Since coming back from his second Tommy John surgery in 2017, White Sox left-handed reliever Jace Fry was never supposed to get fans excited.
He’s not Eloy Jimenez or Michael Kopech or any of the dozen or so other prospects who appear to have some semblance of star potential. He’s not the guy you’ll see on the side of the building when the franchise is eyeing the postseason (and much more) in 2020.
However, in a lot of ways, he’s every bit as important.
Watching the White Sox in 2018 has been bad. We knew that this would be the case, but the severity was beyond comprehension. Team success was never going to matter in the middle of such a clear rebuild, but individual successes have been harder to come by than hoped as well.
Yoan Moncada has dazzled at times and Jose Abreu has been his usual steady self. Matt Davidson and Tim Anderson have a newfound patience that should serve them well should they continue to be part of the organization’s long-term plans while Reynaldo Lopez has surprisingly been the most reliable part of the rotation.
But that’s all been overshadowed by the misery. Lucas Giolito hasn’t been consistent, Carson Fulmer had to be sent down and Avisail Garcia has seen his trade value evaporate thanks to a hamstring injury that will hold him out until nearly July and the fact that he didn’t look the same as he had in 2017 even before the injury.
Yet, there might not be anything more exhausting than the White Sox bullpen. Again, we knew that it’d be a source of frustration, but the anguish eclipsed anything most might imagine.
The only silver lining had been that we know what the White Sox have planned.

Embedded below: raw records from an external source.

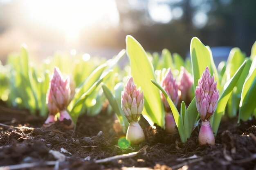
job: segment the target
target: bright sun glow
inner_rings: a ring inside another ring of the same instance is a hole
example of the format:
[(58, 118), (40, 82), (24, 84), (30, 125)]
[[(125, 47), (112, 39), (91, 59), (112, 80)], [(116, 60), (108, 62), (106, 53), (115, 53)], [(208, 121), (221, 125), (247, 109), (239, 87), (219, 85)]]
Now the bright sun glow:
[(119, 15), (115, 0), (23, 0), (27, 17), (34, 24), (77, 38), (82, 29), (99, 23), (116, 26)]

They’ve loaded the farm system with power arms and they’re going to throw them all against the starter’s wall and see what sticks, then hope that whatever doesn’t lands conveniently in the relievers pile.
It’s not a horrible plan — it can stock your bullpen with a handful of guys who can overpower opposing hitters — but it does take time. The good news is that Fry is ahead of schedule.

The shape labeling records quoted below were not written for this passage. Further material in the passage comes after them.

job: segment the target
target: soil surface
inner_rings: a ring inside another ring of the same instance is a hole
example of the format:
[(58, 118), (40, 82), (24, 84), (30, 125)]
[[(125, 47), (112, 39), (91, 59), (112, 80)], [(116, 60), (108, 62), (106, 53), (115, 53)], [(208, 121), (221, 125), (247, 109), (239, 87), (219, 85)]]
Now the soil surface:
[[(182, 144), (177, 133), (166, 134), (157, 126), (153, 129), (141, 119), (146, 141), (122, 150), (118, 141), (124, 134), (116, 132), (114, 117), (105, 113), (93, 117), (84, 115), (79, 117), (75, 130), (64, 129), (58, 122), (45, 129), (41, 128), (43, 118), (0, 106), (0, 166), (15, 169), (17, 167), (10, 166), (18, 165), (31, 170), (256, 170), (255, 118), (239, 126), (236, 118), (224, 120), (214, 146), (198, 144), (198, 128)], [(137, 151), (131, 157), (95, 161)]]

A third-round pick in the 2014 MLB Amateur Entry Draft from Oregon State, Fry was starting at High-A Winston-Salem in 2015 and showing pretty well (3.63 ERA) when his elbow gave out for a second time. Since then he’s plotted a course as a worthy relief option thanks to a unique variety of offerings.
Fry throws a fastball with sink in the low-90s, a cutter/slider he can work in on right-handed hitters in the high-80s and a big, looping curveball that is hell on lefties because he can start it at their head and still catch a piece of the plate. Normally, that curveball alone would lead to Fry being labeled a specialist, but his ability to work the ball in both directions with his hard stuff gives him more overall value.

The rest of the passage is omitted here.